La audiencia de prisión preventiva contra Vladimir Cerrón Rojas, secretario general y uno de los fundadores del partido político Perú Libre (PL), fue postergada este miércoles quince por el magistrado Leodán Cristóbal Ayala.
La nueva cita se realizará este viernes 17, a las tres de la tarde, según lo dispuesto por el juez del Sexto Juzgado de Investigación Preparatoria de la Corte Superior Nacional de Justicia Penal Especializada.
El Ministerio Público pide que se revoque la comparecencia con restricciones impuesta a Cerrón, determinado por el juez John Pillaca hace unos meses, argumentando que este incumplió las normas dictadas por el Poder Judicial.
Según la entidad, el sentenciado por delitos contra la administración pública (corrupción) no depositó la caución de veinte mil soles, estipulado por mandato judicial, ni tampoco pasó por el control biométrico correspondiente.
La abogada del exgobernador de Junín, Claudette Chapman aseguró que su patrocinado no cuenta con dinero suficiente para pagar dicho monto. Sin embargo, informó que su patrocinado recibe “un aproximado de 15 mil soles” por su trabajo, como secretario general en PL, en diciembre del 2022.
Los 36 meses de prisión preventiva debían revisarse en la presente fecha, sin embargo, el juez Cristóbal Ayala decidió la reprogramación al considerar que la defensa legal de Cerrón se encontraba “en deseventaja”.
Según indicó, esta no contó con el acceso previo a las carpetas con los argumentos del Ministerio Público.
La medida bajo la que rige actualmente Cerrón Rojas (comparecencia con restricciones) corresponde a los presuntos delitos de lavado de activos y organización criminal.
Rafael Vela, coordinador de la Fiscalía de Lavado de Activos, mencionó en diciembre de 2022 que existía un peligro de fuga del investigado.
El fiscal ya consideraba, en aquel momento, que la comparecencia debía ser revocada. Puntualizó, además, que se produjo un escenario de “decaimiento de todos los niveles de arraigo ante la gravedad de los acontecimientos, alta probabilidad de fuga y entorpecimiento de la probabilidad probatoria”.
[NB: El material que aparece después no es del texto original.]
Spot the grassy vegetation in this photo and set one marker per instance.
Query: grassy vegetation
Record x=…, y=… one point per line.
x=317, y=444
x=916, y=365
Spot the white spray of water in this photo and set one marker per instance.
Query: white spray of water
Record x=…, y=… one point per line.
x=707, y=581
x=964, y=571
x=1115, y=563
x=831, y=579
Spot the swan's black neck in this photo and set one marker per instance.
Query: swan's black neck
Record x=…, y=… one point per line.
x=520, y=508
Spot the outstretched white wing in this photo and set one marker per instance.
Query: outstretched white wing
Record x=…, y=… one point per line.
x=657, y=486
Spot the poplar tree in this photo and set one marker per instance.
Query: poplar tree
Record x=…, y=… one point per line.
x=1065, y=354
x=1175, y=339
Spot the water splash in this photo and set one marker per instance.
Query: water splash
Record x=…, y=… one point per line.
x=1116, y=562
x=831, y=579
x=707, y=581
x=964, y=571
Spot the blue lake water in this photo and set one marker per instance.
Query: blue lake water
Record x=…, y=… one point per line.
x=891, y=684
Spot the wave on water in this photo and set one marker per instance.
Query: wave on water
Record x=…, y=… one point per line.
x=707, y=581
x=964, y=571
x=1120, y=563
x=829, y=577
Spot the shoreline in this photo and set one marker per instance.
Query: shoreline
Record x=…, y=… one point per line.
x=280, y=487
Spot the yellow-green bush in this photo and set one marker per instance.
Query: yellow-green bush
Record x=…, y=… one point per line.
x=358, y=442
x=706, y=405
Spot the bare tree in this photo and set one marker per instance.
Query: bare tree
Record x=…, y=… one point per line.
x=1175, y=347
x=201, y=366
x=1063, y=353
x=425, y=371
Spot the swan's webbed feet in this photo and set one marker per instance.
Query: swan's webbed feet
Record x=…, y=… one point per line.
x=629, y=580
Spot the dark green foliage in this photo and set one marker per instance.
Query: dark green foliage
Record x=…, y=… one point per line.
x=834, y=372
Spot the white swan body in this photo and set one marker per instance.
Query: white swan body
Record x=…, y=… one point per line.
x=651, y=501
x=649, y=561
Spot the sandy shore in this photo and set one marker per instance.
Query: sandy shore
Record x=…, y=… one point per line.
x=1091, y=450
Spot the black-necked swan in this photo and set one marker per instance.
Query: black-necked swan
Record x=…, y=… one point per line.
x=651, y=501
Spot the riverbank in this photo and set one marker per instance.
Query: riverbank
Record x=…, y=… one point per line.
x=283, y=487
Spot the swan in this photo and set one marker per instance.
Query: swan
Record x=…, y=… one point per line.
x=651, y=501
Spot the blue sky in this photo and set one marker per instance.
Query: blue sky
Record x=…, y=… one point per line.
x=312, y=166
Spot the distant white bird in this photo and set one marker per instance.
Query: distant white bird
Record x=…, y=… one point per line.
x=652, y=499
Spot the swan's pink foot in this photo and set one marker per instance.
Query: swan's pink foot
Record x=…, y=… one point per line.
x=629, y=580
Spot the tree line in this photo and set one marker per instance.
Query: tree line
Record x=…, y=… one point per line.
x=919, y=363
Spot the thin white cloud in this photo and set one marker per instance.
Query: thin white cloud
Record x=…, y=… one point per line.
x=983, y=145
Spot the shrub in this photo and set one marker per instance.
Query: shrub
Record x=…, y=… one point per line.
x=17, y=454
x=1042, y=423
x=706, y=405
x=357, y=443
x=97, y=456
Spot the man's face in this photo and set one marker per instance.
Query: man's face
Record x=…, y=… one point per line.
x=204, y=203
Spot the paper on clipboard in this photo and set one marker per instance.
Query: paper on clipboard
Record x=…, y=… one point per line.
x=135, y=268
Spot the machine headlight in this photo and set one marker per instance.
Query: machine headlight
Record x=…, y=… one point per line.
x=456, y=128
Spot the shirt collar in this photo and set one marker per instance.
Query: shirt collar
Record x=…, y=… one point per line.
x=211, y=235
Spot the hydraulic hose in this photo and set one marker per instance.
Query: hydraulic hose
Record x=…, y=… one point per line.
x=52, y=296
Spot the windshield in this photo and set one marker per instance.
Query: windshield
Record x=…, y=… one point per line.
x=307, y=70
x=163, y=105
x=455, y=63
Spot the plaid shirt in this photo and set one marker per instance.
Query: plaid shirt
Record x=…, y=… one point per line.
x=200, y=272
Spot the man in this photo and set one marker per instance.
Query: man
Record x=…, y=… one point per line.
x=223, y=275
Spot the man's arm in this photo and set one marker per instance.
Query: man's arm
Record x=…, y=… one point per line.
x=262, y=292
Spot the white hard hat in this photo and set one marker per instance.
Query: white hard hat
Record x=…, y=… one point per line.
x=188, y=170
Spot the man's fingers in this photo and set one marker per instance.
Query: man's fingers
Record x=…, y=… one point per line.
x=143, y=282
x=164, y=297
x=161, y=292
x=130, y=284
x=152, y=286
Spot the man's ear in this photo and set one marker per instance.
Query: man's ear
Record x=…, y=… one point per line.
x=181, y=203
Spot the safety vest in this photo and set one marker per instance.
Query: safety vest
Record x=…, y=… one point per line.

“Estamos ante un caso sumamente grave de lavado de activos y de organización criminal. Eso ya quedó determinado en primera instancia y no ha sido materia de impugnación. Lo único que se ha discutido es el peligro procesal”, manifestó en su momento.
También cuestionó la situación “inédita” de las indagaciones, donde “personajes de segundo nivel” en la estructura de la presunta red criminal están “privados de su libertad”; mientras que Cerrón, quien sería el cabecilla, permanece libre.